Его кровавый проект - стр. 43
Я отступил в сторону, чтобы дать ему пройти.
В дверях он остановился и спросил:
– Разве ты не должен резать торф, мальчик?
Я никогда не любил, чтобы меня называли «мальчиком» – так обращался ко мне отец, если бывал недоволен, – и выпалил:
– Я не ваш мальчик, мистер Маккензи!
Я тут же пожалел о своем порыве, подумав, что он сообщит отцу о моем неуважительном отношении и возьмет с нас шиллинг штрафа. Но вместо этого он сжал мой затылок, приблизил свое лицо к моему и сказал:
– Когда ты станешь старше, ты поймешь, что человек должен где-то удовлетворять свои потребности. Особенно теперь, когда твоей дорогой матери нет с нами.
Брод грубо расхохотался и ушел.
Я наблюдал, как он шагает по деревне, крутя шейный платок в правой руке, и ненавидел его от всей души.

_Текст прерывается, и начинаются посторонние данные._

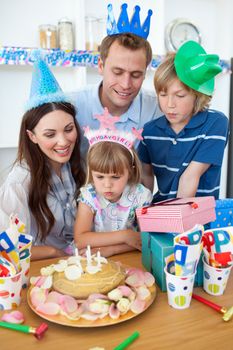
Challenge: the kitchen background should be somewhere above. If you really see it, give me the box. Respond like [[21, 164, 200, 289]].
[[0, 0, 233, 198]]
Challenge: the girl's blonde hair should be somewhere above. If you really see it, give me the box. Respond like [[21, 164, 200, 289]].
[[154, 52, 212, 115], [86, 141, 141, 185]]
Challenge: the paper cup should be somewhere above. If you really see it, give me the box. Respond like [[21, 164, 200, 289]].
[[0, 271, 22, 310], [20, 250, 31, 288], [164, 267, 195, 309], [18, 233, 33, 259], [203, 256, 232, 295]]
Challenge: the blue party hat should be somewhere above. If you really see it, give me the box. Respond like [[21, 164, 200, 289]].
[[107, 3, 153, 39], [26, 54, 70, 110]]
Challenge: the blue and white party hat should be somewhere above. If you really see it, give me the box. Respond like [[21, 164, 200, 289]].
[[107, 3, 153, 39], [26, 53, 70, 110]]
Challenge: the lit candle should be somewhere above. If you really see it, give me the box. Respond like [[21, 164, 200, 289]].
[[86, 245, 91, 266], [74, 247, 79, 256]]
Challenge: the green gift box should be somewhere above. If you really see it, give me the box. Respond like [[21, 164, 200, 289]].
[[141, 232, 203, 292]]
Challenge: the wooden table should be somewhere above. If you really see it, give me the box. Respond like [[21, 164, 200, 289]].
[[0, 252, 233, 350]]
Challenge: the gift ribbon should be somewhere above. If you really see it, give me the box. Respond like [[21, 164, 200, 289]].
[[141, 198, 198, 214]]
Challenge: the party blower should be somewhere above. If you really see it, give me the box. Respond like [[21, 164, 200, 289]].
[[0, 322, 48, 340], [192, 293, 233, 322]]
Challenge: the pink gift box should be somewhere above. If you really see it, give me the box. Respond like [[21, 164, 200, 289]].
[[136, 196, 216, 233]]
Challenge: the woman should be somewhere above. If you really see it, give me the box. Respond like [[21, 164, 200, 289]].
[[0, 60, 85, 260]]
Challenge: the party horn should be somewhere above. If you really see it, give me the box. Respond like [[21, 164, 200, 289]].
[[193, 293, 233, 322], [0, 322, 48, 340], [113, 332, 139, 350]]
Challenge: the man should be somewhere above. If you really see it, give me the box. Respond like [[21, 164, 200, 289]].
[[74, 4, 162, 155]]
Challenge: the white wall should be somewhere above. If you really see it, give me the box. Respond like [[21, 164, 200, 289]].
[[0, 0, 233, 197]]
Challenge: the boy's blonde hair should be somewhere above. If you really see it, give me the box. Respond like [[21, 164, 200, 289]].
[[154, 52, 212, 115], [86, 141, 141, 185]]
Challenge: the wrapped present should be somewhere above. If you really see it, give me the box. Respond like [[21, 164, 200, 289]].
[[205, 198, 233, 229], [136, 196, 216, 233], [141, 232, 203, 292]]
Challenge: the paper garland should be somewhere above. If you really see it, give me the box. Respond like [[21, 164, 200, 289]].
[[0, 46, 231, 73]]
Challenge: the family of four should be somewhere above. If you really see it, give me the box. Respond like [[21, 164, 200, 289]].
[[0, 3, 228, 260]]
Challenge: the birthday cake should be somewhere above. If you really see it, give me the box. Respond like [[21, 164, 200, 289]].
[[53, 257, 125, 299], [29, 251, 156, 324]]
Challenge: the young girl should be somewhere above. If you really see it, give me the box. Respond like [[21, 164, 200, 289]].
[[139, 41, 228, 202], [74, 112, 152, 256]]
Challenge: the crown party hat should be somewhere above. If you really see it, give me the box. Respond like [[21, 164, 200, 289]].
[[26, 53, 70, 110], [107, 3, 153, 39], [83, 108, 143, 153]]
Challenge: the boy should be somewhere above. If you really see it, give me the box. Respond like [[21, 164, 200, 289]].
[[138, 41, 228, 202]]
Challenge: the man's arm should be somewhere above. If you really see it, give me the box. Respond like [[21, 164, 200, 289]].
[[177, 161, 210, 198], [142, 163, 154, 193]]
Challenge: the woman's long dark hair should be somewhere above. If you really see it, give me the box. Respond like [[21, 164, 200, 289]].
[[16, 102, 85, 241]]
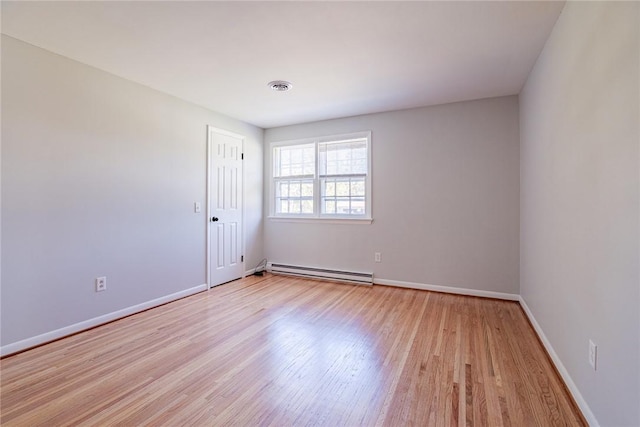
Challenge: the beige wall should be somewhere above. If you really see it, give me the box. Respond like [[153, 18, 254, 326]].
[[520, 2, 640, 426], [2, 36, 263, 352], [265, 96, 519, 294]]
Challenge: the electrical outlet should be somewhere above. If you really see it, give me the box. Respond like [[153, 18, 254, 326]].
[[589, 340, 598, 371], [96, 276, 107, 292]]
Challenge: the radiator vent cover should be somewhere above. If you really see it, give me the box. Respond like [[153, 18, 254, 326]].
[[269, 263, 373, 285]]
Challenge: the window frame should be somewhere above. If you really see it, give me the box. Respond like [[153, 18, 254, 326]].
[[268, 131, 373, 224]]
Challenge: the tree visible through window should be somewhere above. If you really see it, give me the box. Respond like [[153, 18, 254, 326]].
[[272, 132, 371, 218]]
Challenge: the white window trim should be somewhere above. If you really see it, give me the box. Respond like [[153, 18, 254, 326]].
[[267, 131, 373, 224]]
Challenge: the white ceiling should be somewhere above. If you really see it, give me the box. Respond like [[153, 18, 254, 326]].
[[2, 1, 564, 128]]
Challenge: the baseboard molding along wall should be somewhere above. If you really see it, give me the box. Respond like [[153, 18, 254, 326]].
[[518, 296, 600, 427], [0, 284, 207, 356], [373, 277, 520, 301]]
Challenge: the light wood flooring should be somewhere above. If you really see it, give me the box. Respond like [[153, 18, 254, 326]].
[[0, 275, 586, 426]]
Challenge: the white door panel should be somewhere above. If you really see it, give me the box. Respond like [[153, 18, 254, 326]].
[[209, 127, 244, 286]]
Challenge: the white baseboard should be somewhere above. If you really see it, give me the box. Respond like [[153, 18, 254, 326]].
[[0, 284, 207, 356], [519, 296, 600, 427], [373, 276, 520, 301]]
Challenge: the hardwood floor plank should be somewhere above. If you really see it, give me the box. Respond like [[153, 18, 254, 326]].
[[0, 275, 586, 427]]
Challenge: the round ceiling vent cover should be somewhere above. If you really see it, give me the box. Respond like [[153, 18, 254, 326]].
[[268, 80, 293, 92]]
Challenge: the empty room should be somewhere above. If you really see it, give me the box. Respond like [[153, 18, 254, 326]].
[[0, 0, 640, 427]]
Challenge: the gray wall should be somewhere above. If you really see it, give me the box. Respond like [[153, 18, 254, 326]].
[[520, 2, 640, 426], [2, 36, 263, 345], [265, 96, 519, 294]]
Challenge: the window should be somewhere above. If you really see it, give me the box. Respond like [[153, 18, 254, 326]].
[[271, 132, 371, 219]]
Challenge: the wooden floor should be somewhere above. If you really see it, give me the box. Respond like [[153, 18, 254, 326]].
[[0, 276, 586, 426]]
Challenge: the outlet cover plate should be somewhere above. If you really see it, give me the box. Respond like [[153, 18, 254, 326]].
[[96, 276, 107, 292]]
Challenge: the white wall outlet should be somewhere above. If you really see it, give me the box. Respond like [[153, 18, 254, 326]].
[[96, 276, 107, 292], [589, 340, 598, 371]]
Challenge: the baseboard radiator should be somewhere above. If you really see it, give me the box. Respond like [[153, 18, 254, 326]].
[[269, 264, 373, 285]]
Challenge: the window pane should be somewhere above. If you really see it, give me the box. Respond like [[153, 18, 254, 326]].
[[278, 182, 289, 197], [323, 200, 336, 213], [301, 182, 313, 197], [336, 180, 349, 196], [273, 144, 316, 177], [275, 179, 314, 215], [351, 178, 365, 196], [278, 200, 289, 213], [301, 199, 313, 214], [289, 181, 300, 197]]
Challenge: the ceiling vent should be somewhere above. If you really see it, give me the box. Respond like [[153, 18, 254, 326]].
[[268, 80, 293, 92]]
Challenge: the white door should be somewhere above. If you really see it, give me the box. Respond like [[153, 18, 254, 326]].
[[208, 127, 244, 286]]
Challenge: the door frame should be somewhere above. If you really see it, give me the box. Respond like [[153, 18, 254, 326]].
[[205, 125, 246, 290]]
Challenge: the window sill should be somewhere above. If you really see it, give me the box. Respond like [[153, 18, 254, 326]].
[[267, 216, 373, 225]]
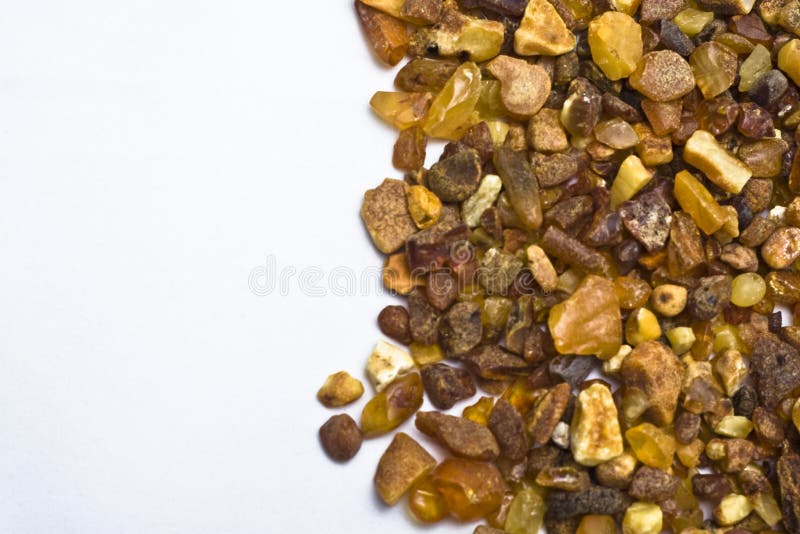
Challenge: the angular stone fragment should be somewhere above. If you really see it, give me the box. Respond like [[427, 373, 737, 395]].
[[750, 334, 800, 410], [375, 432, 436, 505], [628, 465, 681, 502], [421, 363, 476, 410], [438, 302, 483, 357], [514, 0, 576, 56], [356, 1, 408, 65], [461, 345, 530, 380], [547, 275, 622, 359], [570, 384, 623, 466], [528, 108, 569, 152], [619, 191, 672, 252], [525, 384, 570, 446], [629, 50, 695, 102], [546, 486, 630, 519], [622, 341, 683, 425], [494, 149, 544, 230], [428, 149, 481, 202], [414, 412, 500, 461], [486, 56, 550, 117], [488, 399, 528, 460], [361, 178, 417, 254]]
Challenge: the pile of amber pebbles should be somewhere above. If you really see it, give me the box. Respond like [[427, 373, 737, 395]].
[[318, 0, 800, 534]]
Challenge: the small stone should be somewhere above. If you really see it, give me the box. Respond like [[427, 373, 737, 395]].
[[361, 178, 417, 254], [750, 334, 800, 410], [439, 302, 483, 357], [514, 0, 576, 56], [317, 371, 364, 408], [319, 414, 362, 462], [547, 275, 622, 358], [421, 363, 476, 410], [528, 108, 569, 152], [622, 341, 683, 425], [747, 69, 789, 108], [414, 412, 500, 461], [488, 399, 528, 460], [630, 50, 695, 102], [687, 275, 732, 321], [375, 432, 436, 506], [486, 56, 550, 117], [428, 149, 481, 202], [570, 384, 623, 466]]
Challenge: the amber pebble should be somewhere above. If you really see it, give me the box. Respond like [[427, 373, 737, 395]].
[[547, 275, 622, 358], [361, 373, 423, 438], [431, 458, 506, 521], [408, 476, 447, 523]]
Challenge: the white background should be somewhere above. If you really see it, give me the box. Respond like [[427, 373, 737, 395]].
[[0, 0, 482, 534]]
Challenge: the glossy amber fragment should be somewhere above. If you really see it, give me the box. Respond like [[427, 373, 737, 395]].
[[674, 171, 729, 235], [408, 476, 447, 523], [588, 11, 643, 80], [504, 489, 545, 534], [547, 275, 622, 359], [625, 423, 676, 471], [422, 62, 481, 140], [361, 373, 423, 438], [369, 91, 432, 130], [431, 458, 506, 521]]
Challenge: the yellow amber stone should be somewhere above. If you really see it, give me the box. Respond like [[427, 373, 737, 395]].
[[674, 171, 729, 235], [461, 397, 494, 426], [408, 476, 447, 523], [369, 91, 432, 130], [361, 373, 423, 438], [422, 61, 481, 141], [504, 488, 544, 534], [625, 423, 676, 471], [575, 515, 617, 534], [589, 11, 643, 80], [547, 275, 622, 359]]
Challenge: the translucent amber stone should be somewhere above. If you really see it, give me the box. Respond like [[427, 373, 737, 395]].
[[408, 477, 447, 523], [731, 273, 767, 308], [423, 62, 481, 140], [461, 397, 494, 426], [625, 423, 676, 471], [589, 11, 643, 80], [431, 458, 506, 521], [674, 171, 729, 235], [505, 489, 544, 534], [547, 275, 622, 359], [361, 373, 423, 438], [369, 91, 432, 130], [689, 41, 739, 98], [575, 515, 617, 534]]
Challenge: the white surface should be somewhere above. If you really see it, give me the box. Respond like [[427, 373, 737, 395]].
[[0, 0, 478, 534]]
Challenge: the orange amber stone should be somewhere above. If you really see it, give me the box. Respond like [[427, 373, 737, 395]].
[[461, 397, 494, 426], [431, 458, 506, 521], [408, 476, 447, 523], [614, 276, 653, 310], [361, 373, 423, 438]]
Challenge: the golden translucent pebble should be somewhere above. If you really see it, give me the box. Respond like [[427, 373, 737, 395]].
[[630, 50, 695, 102], [486, 56, 550, 117], [625, 423, 676, 471], [514, 0, 577, 56], [422, 62, 481, 140], [588, 11, 643, 80], [547, 275, 622, 359], [683, 130, 753, 194], [674, 171, 728, 235], [778, 39, 800, 85]]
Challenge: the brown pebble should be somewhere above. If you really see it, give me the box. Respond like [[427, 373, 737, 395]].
[[421, 363, 476, 410], [319, 414, 362, 462]]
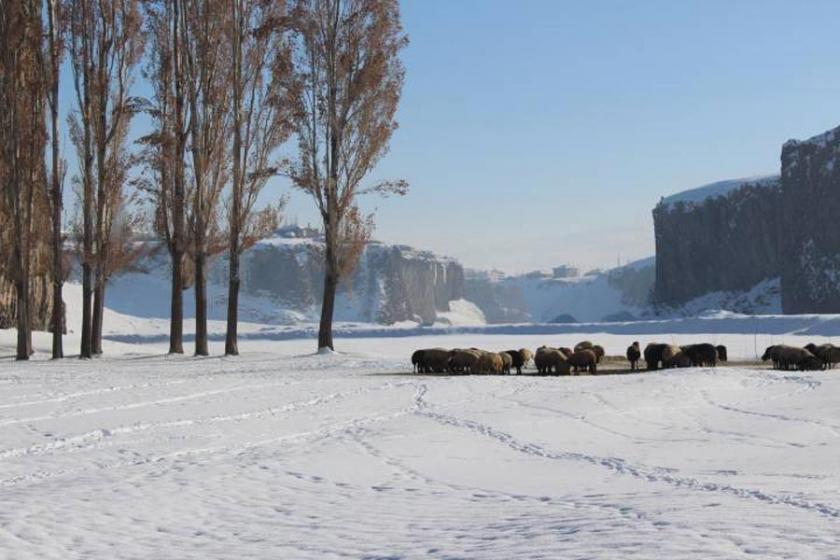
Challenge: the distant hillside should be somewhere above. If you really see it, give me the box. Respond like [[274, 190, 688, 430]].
[[464, 258, 654, 323]]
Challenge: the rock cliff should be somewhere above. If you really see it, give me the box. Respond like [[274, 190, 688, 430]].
[[781, 124, 840, 313], [653, 176, 782, 306]]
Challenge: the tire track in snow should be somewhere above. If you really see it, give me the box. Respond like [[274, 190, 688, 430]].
[[414, 384, 840, 519], [0, 409, 411, 488], [703, 391, 840, 437], [0, 381, 413, 460], [0, 376, 326, 426]]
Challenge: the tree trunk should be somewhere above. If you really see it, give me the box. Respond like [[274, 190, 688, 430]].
[[50, 276, 64, 360], [318, 220, 339, 350], [169, 2, 186, 354], [169, 251, 184, 354], [195, 249, 210, 356], [90, 280, 105, 355], [15, 271, 32, 360], [47, 0, 64, 360], [225, 0, 242, 356], [79, 94, 93, 358], [318, 262, 338, 350], [79, 262, 93, 358], [225, 248, 239, 356], [50, 164, 64, 360]]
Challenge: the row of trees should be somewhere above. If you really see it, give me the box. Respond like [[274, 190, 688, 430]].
[[0, 0, 407, 359]]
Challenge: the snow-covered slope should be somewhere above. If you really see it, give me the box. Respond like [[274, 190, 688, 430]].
[[91, 235, 480, 325], [0, 331, 840, 560], [466, 257, 654, 323], [660, 174, 779, 206]]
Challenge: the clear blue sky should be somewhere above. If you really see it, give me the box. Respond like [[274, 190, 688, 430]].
[[62, 0, 840, 272]]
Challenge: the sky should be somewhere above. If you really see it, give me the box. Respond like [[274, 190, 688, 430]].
[[60, 0, 840, 273]]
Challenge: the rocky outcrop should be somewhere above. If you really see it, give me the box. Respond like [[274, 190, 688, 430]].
[[653, 177, 782, 306], [465, 259, 654, 323], [223, 238, 464, 324], [0, 274, 53, 331], [781, 124, 840, 313]]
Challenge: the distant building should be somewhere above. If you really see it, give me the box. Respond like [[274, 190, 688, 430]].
[[551, 264, 580, 278], [275, 223, 321, 239]]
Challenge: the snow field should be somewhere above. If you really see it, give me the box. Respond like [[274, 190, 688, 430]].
[[0, 333, 840, 559]]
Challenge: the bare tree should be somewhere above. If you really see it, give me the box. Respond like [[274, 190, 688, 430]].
[[225, 0, 296, 355], [180, 0, 231, 356], [0, 0, 46, 360], [289, 0, 408, 349], [69, 0, 143, 358], [91, 0, 143, 354], [67, 0, 96, 358], [141, 0, 190, 354], [44, 0, 66, 360]]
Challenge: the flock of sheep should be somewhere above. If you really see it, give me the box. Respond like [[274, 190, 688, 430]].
[[411, 340, 704, 375], [411, 340, 840, 375], [761, 343, 840, 371]]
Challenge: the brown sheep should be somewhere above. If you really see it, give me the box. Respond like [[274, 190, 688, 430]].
[[774, 344, 819, 369], [627, 341, 642, 371], [505, 348, 532, 375], [534, 346, 567, 375], [449, 350, 479, 373], [478, 352, 503, 373], [662, 344, 682, 368], [645, 342, 668, 370], [805, 343, 840, 369], [411, 350, 426, 373], [519, 348, 534, 367], [682, 343, 717, 367], [568, 350, 598, 374], [761, 345, 781, 369], [499, 352, 513, 374], [423, 348, 452, 373]]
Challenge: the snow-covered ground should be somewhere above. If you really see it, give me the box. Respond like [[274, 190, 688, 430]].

Джетта осталась лежать на столе. Ее грудь вздымалась и опадала, и мой взгляд привлекло темное место между ее расставленными бедрами. Не отрывая спины от столешницы, она опустила юбки и нижнюю сорочку, обмотавшиеся вокруг пояса. Потом села и просидела так несколько минут – ее ноги болтались, не доставая до пола, лицо покраснело, на лбу выступили капли пота. Я не знал, что сказать, поэтому не сказал ничего. В конце концов она встала, оправила одежду и спросила, что я здесь делаю, и я сказал, что забыл свои банноки. Джетта принесла их мне из кухонного шкафа (я все еще стоял у двери). Щеки ее пылали, как будто она только что бежала или танцевала. Она велела мне ничего не говорить отцу о том, что я видел. Я кивнул и спросил, не найдется ли для меня чашка молока.
Взяв банноки, я сел на скамью возле дома. Джетта принесла мне чашку молока и без единого слова вернулась внутрь. Отец, стоя спиной к дому, не оглядывался. Я наблюдал, как он с трудом орудует плугом, его нога часто соскальзывала с колышка. Он работал упорно, но земля от этого мало менялась. Я не мог сказать, видел ли он, как Лаклан Брод вошел в наш дом и вышел оттуда. За те несколько минут, что я за ним наблюдал, отец не разу не оторвал глаз от своей работы.
Когда я вернулся на торфяное болото, Эней Маккензи подозвал меня и сказал, что доложит брату о моей отлучке с горы. Я ответил, что в том нет необходимости – я уже виделся с ним; больше на эту тему я ничего не услышал.
Примерно в то же время я завел знакомство с Флорой Маккензи, старшей дочерью Лаклана Брода. Мы с ней вместе ходили в школу, но из-за моей нелюдимой в ту пору натуры по-настоящему познакомились только сейчас. Флора была примерно на год младше меня, и из-за этого – и из-за давнишней вражды между нашими семьями – мы мало общались. В школе она всегда сидела в первом ряду, и, хотя я не мог видеть ее лица, я воображал, что оно – само напряженное внимание. Она всегда первой вызывалась вытереть для мистера Гиллиса школьную доску и крайне гордилась, когда он награждал ее этой привилегией. Если в то время у меня и сложилось о ней какое-то мнение, то как о глупой девчонке, слишком старающейся ублажить тех, у кого есть власть.